Home > Uncategorized > Brisbane Times – “Gay parents welcomed. Just not for adoption” by Conal Hanna

Brisbane Times – “Gay parents welcomed. Just not for adoption” by Conal Hanna

Anna Bligh and her Labor Government in Queensland once again show what they really believe about equality.  They don’t believe in it.  They are essentially no different than the homophobic opposition parties.  This makes Anna Bligh the worst person of the week.

Katherine Eastaughffe (left) and Una Harkin with son Daniel Eastaughffe.

Katherine Eastaughffe and Una Harkin are lesbians.

They’re also mothers, to six-month-old Daniel, whom Katherine gave birth to after undergoing fertility treatment.

The Queensland Government has no problem with lesbians using IVF to have children.

Neither do they have a problem with taking on Katherine and Una as registered foster carers.

But they draw the line at gay adoption, meaning Una cannot be legally recognised as one of Daniel’s parents.

The Bligh Government’s refusal to consider same sex adoption is being used as part of a renewed push for federal laws preventing discrimination against gays and lesbians.

A Galaxy poll released today reveals 85% of Australians support the case for a national law on the issue.

Ms Eastaughffe told brisbanetimes.com.au the State Government’s Adoption Bill 2009, reintroduced to Parliament in April, was clearly discriminatory.

"It was a joint decision to have Daniel.
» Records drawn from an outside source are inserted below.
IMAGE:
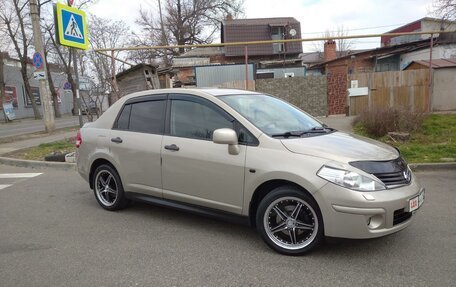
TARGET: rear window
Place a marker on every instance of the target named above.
(145, 117)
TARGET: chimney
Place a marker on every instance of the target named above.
(330, 50)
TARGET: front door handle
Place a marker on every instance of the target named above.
(172, 147)
(116, 140)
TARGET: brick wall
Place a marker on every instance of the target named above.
(307, 93)
(337, 88)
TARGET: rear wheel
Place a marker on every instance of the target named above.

He is very much both of ours," Ms Eastaughffe said.

"If Una was a man, there’d be no issue either way. Either by having her name on the birth certificate or by being able to adopt him as a step-parent.
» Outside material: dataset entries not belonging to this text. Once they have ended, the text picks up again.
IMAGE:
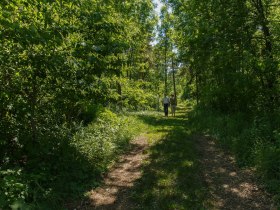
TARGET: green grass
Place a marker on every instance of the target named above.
(171, 177)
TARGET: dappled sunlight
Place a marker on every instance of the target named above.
(170, 179)
(229, 186)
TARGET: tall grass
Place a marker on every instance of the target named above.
(255, 141)
(72, 167)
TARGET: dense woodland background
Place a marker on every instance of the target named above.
(73, 74)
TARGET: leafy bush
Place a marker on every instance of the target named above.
(65, 167)
(255, 141)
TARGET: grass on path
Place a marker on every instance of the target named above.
(171, 177)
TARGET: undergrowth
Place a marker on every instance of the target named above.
(52, 177)
(255, 141)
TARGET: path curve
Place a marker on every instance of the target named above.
(114, 194)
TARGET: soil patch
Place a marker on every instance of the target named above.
(115, 192)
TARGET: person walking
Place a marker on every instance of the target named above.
(166, 103)
(173, 104)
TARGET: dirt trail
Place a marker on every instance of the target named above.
(115, 193)
(230, 187)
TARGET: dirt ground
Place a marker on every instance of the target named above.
(230, 187)
(115, 193)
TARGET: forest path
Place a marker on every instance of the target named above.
(170, 168)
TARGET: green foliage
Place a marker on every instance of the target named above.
(65, 170)
(253, 141)
(107, 136)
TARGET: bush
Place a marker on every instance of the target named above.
(255, 141)
(67, 166)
"It doesn’t make sense to me. A man might not be the biological father but he is still treated as the parent, but not if it’s a woman who’s the "non-biological parent". That just seems outright discrimination."

Ms Eastaughffe said she and Ms Harkin, who’ve been together nine years, were completely open when applying to be foster carers for the State Government last year.
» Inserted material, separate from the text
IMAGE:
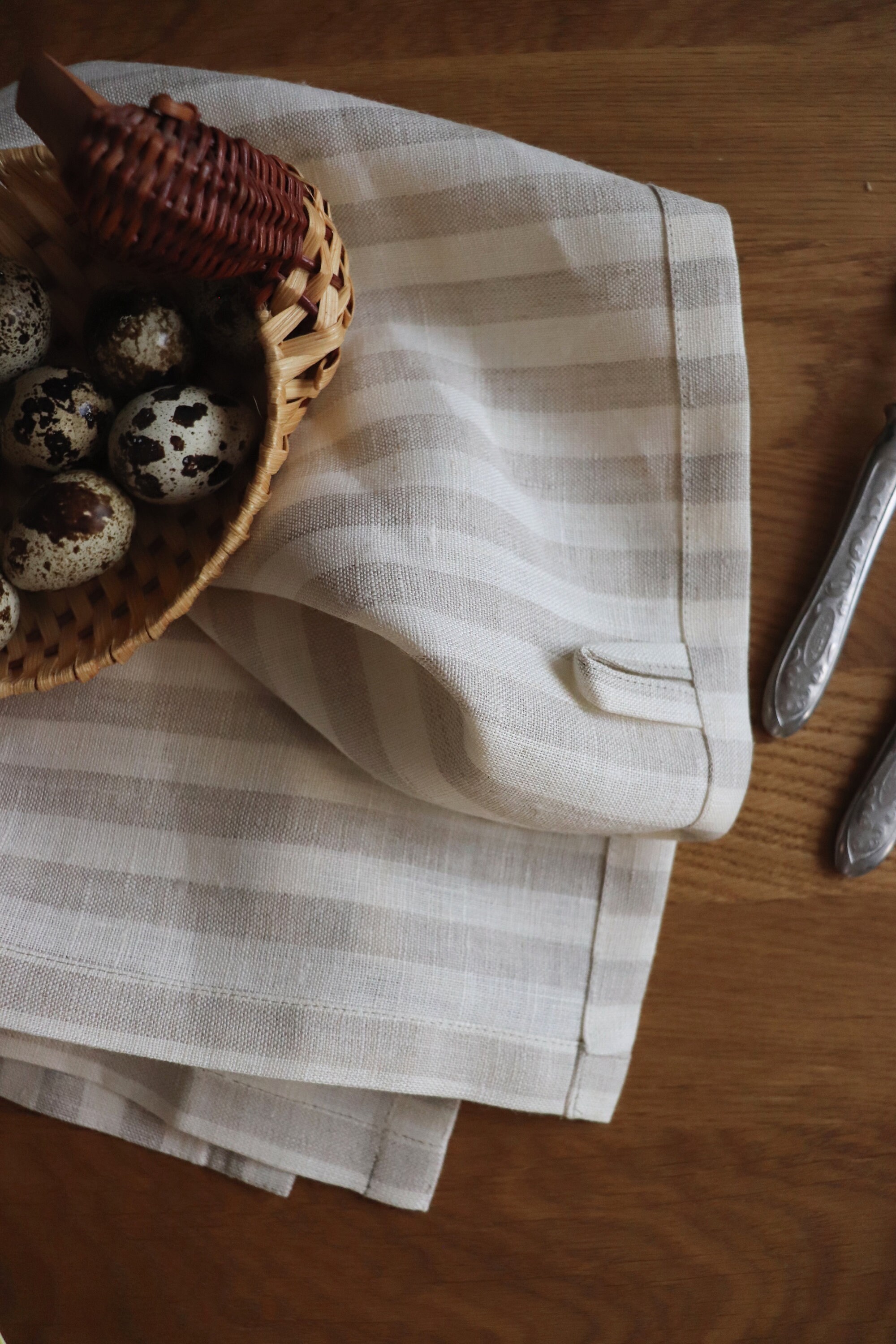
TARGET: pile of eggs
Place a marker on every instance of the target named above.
(84, 444)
"We were quite honest and they were fine about that. In fact the foster care agencies see gay and lesbian couples as quite a resource to use," Ms Eastaughffe said.

"It smacks of somehow we’re good enough to look after children who’ve had a difficult life – and they’re the ones in some sense that need the best parenting – but not deemed good enough to be able to adopt, either our own children or other children."

Australia’s Human Rights Commissioner, Graeme Innes, said he was eager for a national law, similar to those governing discrimination on the basis of race or gender.

"Frankly, this is a demonstration of why we need such a law because all the research indicates there’s no difference in terms of the impact on the child as to whether their couples are same sex or opposite sex orientation," Mr Innes said.

"There’s no basis to discriminate on someone just because of who they love."

Mr Innes described Section 8 of Queensland’s Adoption Bill, which says the new law would apply "despite" the state’s own Anti-Discrimination Act, as very unusual.

"There are laws and principles of non-discrimination that Australia has committed to for a long time and unless there’s clear evidence which indicates that discrimination is necessary, then no, the principle of non-discrimination should apply," he said.

Queensland Child Safety Minister Phil Reeves said same sex parenting was a "complex and sensitive" issue.

He said the government was planning to conduct a review on the status of children being cared for by same sex parents, but it appears unlikely to change the government’s view on the issue of adoption.

"In an environment when you have such a small number of babies and such a large number of couples seeking to adopt, the onus is on the state to make a judgement about the best possible placement for a child and the prospect of that being anything other than opposite sex couples, we think is very low," Mr Reeves said.

But Corey Irlam, of the Australian Coalition for Equality, who commissioned the 1100-person Galaxy poll, said there were far more same-sex parents looking to adopt the children they already raised than strangers.